What people love about their VCS - Part 4 of 4. darcs

mugwumpjism on 2006-08-14T06:48:04

With the shining review of git just posted, it seems there would be little ground left for other tools to show distinction.

However I respect and admire darcs on several grounds, and there are still clear and useful development interactions for which darcs has an advantage over all current git porcelain¹.

It's also properly distributed

Firstly, it should be noted that almost all of the distributed development advantages of git also apply to darcs. darcs also uses a single directory for its repository, so 'grep -r' is ok from sub-directories, and like git, it keeps these repositories with the checkouts so you can freely move and copy your checkout directories without worrying about using special commands or updating some mapping file in an obscure location in your dotfiles.

darcs has not been scaled to massive projects, instead focusing on smaller ones (say, a few thousand commits), where the extra functionality is considered more important than speed. That being said, in fact you'll see in newer darcs repositories the first traces of content hashing, which have made drastic improvements - and could eventually render git's performance edge marginal.

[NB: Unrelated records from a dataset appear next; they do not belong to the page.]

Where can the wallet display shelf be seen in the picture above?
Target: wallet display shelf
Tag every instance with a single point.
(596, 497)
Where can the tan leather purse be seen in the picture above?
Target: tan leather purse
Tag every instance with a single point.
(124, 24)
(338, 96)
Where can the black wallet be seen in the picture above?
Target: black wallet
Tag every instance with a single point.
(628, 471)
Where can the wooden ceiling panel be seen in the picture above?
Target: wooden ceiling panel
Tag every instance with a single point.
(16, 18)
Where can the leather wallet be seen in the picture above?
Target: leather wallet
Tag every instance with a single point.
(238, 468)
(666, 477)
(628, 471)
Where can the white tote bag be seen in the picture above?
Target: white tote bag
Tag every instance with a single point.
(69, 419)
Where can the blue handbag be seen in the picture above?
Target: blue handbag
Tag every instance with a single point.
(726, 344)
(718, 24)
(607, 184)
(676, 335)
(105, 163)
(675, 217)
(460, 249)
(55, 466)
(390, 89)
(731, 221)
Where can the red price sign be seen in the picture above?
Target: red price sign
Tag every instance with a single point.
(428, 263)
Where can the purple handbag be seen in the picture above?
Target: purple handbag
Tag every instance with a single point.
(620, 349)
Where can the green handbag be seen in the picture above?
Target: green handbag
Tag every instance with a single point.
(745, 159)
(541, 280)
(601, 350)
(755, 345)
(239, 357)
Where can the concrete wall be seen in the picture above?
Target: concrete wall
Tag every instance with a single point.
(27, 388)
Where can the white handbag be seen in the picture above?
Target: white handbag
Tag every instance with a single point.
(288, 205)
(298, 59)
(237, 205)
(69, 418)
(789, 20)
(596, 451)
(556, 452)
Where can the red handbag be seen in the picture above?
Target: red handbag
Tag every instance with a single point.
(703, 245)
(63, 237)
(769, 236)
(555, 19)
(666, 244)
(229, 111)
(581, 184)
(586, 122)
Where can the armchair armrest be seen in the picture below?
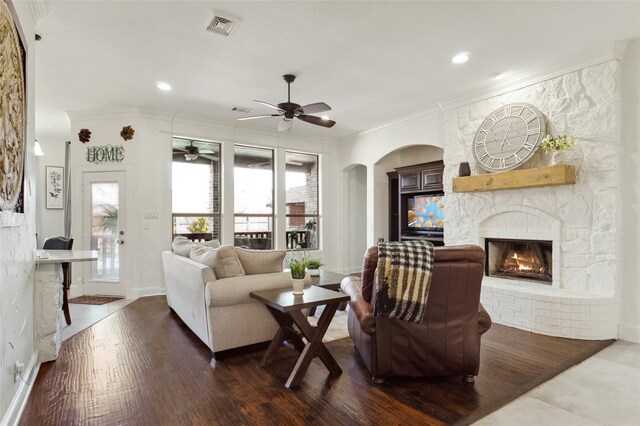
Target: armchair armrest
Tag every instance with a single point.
(361, 308)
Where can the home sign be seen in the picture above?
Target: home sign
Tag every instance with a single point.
(105, 154)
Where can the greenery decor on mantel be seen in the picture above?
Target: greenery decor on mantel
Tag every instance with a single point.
(557, 146)
(560, 174)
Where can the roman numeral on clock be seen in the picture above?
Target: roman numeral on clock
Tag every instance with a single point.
(527, 146)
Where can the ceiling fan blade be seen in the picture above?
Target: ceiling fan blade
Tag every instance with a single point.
(259, 116)
(317, 120)
(209, 157)
(267, 104)
(315, 108)
(285, 125)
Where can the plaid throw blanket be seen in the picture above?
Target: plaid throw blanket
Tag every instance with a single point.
(404, 277)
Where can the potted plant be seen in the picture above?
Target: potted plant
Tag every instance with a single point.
(557, 146)
(298, 263)
(313, 266)
(293, 234)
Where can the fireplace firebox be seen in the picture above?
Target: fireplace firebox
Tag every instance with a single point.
(529, 260)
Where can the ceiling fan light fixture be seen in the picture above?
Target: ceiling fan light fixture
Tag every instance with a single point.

The (in)famous Patch Calculus

Patch Calculus has to be one of the most frighteningly named terms used in revision control systems today. It screams "Maths to University Level required to understand".

But let's throw away the awful term and describe it in plain Geek. Basically it's all about ways of determining, from a set of possibly unrelated patches, which extra patches are required for any given "cherry pick". I much prefer terms like Patch Dependency to refer to this set of concepts. Even darcs' term patch commuting could be better called patch re-ordering.

The theory goes like this. If you are trying to get a specific change from a tree, then quickly work out by examining the history which other changes are required first, and so add all of those patches to your tree.

The general finding from this technology is that it is useful, but it opens a big can of worms. In essence, the version control system is tracking not only the history that you recorded, but also all the different paths through the patches you have made that history might have successfully progressed. And on any code base, simple metrics such as "does this patch apply cleanly" cannot be relied upon to verify whether or not two changes are actually interdependant.

So, what some developers do is manually mark which patches are predecessors to the next patch that they make. Even more enlightended developers use metrics such as whether or not the changed code still compiles successfully or even passes the regression test suite to consider changes dependant.

Whether patch dependency works or not in practice depends on whether or not developers create commits of a high enough standard that they co-operate with this feature.

Interactive Commit

I didn't talk about this much in the SVK section despite SVK having this feature, mainly because darcs is where the feature came from in the first place.

Basically, the way it works is when you record changes, you are presented with a summary of the changes, then asked to group each change, hunk by hunk into bundles which are darcs patches.

This is largely how it is possible for the patch calculus to work so well - if changes to a single file are combined into a single commit as so frequently happens with file-grained commit in other VCS, it entwines the two features being worked on to be co-dependant. The better the tool is at keeping changes small and tidy, the better - but if they are too small, the reverse happens - every feature is considered to be its own independant change.

¹ - And now darcs is a git porcelain, too

With the arrival on the scene of darcs-git, a git porcelain with the UI of darcs, I have access to the interactive commit interface of darcs already.

I don't miss patch dependency, because it is easily - and I would add, less confusingly - performed with git using topic branches (making a new branch for each new feature or stream of development), and the powerful tools of rebasing and cherry picking.


Thank you!

DAxelrod on 2006-08-15T14:08:56

Thank you for writing this excellent series. It's given me a good deal to think about.

git with interactive commit

mndrix on 2007-02-09T19:32:08

git 1.5.0 has "add --interactive" which provides something similar to interactive commit.